2008-02-15

The Oprah Club

From S.M. Hutchens, writing at Touchstone - Mere Comments:

Whenever Oprah Winfrey comes out with a new book club selection, we at the public library know it within twenty seconds. This is no exaggeration. The Oprah books are, of course, favored almost exclusively by women. Middle-aged white women comprise the largest group of fiction readers. I expect them to be reading the kind of stuff she recommends, even without her recommendation. What happens when Oprah selects is that the huge number of them who are currently reading Danielle Steel or Sue Grafton or Nora Roberts are alerted to another woman-type fiction book and all crowd over to the lee rail of that particular literary ship to get sight of something they might otherwise have passed over, since the Oprah books are typically not mere entertainment, but entertainment salted with cracker-barrel philosophy that helps them feel, well, whatever it is that Oprahites need to feel.

Her audience (as I can see it from where I sit) is interesting in that she seems to range considerably outside this group of typical fiction readers to younger women, non-whites, and the less-educated. If mere literacy is a societal value, then Oprah certainly encourages it, and deserves every bit of lionessization that American Library Association types can lavish on her.
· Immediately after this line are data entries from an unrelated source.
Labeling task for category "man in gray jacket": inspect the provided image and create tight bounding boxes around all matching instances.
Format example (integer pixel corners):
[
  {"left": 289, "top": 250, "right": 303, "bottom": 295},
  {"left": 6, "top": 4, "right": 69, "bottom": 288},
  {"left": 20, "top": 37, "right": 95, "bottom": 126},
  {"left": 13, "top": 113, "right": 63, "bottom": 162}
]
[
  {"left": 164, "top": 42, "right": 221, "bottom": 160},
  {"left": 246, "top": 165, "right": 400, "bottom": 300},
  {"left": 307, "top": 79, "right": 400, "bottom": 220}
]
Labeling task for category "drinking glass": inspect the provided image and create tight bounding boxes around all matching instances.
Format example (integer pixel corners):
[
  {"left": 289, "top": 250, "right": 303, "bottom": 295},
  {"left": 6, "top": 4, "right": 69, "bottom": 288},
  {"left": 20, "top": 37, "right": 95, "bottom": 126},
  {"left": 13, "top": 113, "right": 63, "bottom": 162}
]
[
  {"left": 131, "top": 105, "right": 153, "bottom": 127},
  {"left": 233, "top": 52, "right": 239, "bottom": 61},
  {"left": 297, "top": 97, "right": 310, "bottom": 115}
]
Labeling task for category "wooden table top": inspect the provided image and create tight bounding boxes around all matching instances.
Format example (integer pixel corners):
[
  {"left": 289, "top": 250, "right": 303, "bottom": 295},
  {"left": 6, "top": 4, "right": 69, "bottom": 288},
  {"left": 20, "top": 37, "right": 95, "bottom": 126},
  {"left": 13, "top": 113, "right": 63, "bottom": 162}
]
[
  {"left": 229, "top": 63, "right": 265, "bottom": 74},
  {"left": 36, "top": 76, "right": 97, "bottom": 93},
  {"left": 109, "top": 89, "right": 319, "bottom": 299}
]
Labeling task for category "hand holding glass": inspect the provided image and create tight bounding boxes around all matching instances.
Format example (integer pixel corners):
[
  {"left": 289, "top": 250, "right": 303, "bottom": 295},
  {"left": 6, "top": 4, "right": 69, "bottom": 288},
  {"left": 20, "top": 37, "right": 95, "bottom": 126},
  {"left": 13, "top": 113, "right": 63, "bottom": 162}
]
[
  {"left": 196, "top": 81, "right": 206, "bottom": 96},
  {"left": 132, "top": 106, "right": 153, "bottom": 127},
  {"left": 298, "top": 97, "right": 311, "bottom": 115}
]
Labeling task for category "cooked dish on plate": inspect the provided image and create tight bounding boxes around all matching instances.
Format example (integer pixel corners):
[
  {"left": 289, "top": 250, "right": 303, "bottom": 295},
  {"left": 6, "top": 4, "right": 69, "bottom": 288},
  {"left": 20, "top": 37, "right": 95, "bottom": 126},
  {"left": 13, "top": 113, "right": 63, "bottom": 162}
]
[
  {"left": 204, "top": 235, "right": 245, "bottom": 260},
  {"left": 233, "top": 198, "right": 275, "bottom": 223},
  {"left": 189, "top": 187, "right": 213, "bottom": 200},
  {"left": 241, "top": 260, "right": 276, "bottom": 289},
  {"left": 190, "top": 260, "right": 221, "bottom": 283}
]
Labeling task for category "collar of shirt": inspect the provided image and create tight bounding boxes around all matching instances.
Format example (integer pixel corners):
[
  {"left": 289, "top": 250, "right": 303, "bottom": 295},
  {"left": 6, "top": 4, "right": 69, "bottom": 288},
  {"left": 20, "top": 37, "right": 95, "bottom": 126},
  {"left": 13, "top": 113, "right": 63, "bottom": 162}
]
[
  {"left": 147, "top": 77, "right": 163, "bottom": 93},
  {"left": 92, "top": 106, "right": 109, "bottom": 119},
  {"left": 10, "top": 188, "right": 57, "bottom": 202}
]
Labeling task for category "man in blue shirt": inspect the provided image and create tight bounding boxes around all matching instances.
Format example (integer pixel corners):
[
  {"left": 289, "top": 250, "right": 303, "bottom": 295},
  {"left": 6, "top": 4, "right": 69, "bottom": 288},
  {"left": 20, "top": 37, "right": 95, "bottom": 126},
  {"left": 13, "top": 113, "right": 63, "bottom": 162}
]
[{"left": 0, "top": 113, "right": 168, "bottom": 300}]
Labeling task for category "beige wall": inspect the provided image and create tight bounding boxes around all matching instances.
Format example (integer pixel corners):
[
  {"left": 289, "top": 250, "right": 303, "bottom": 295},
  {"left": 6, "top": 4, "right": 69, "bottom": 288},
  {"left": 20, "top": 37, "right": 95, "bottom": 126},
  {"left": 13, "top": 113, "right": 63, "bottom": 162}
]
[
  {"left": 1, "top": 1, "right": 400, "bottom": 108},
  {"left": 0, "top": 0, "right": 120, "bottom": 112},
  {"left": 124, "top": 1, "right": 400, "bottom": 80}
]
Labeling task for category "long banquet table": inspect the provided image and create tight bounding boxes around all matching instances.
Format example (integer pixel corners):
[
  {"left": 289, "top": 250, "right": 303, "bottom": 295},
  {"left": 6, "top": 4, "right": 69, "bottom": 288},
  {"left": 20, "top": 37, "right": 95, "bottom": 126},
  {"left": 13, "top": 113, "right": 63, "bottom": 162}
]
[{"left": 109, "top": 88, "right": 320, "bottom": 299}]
Mere literacy has no value in itself. It is worthy only as the servant of virtue. The virtues of Oprahism, however, appear to be subordinate to, and ordered by, the prime virtue of self-realization and self-actualization rather than that of finding the self by losing it in sacrificial service to others, subject to the will of God. Its heroes tend to be Prometheans injured by, and in defiance of, the Traditional Moral Order (let us all weep for them a bit), lap-christs for the entertainment of silly women. Oprahism, to be sure, is chock-full of "virtues," but the order in which they are placed relative to one another in the scheme of the whole makes the phenomenon a veil of evil.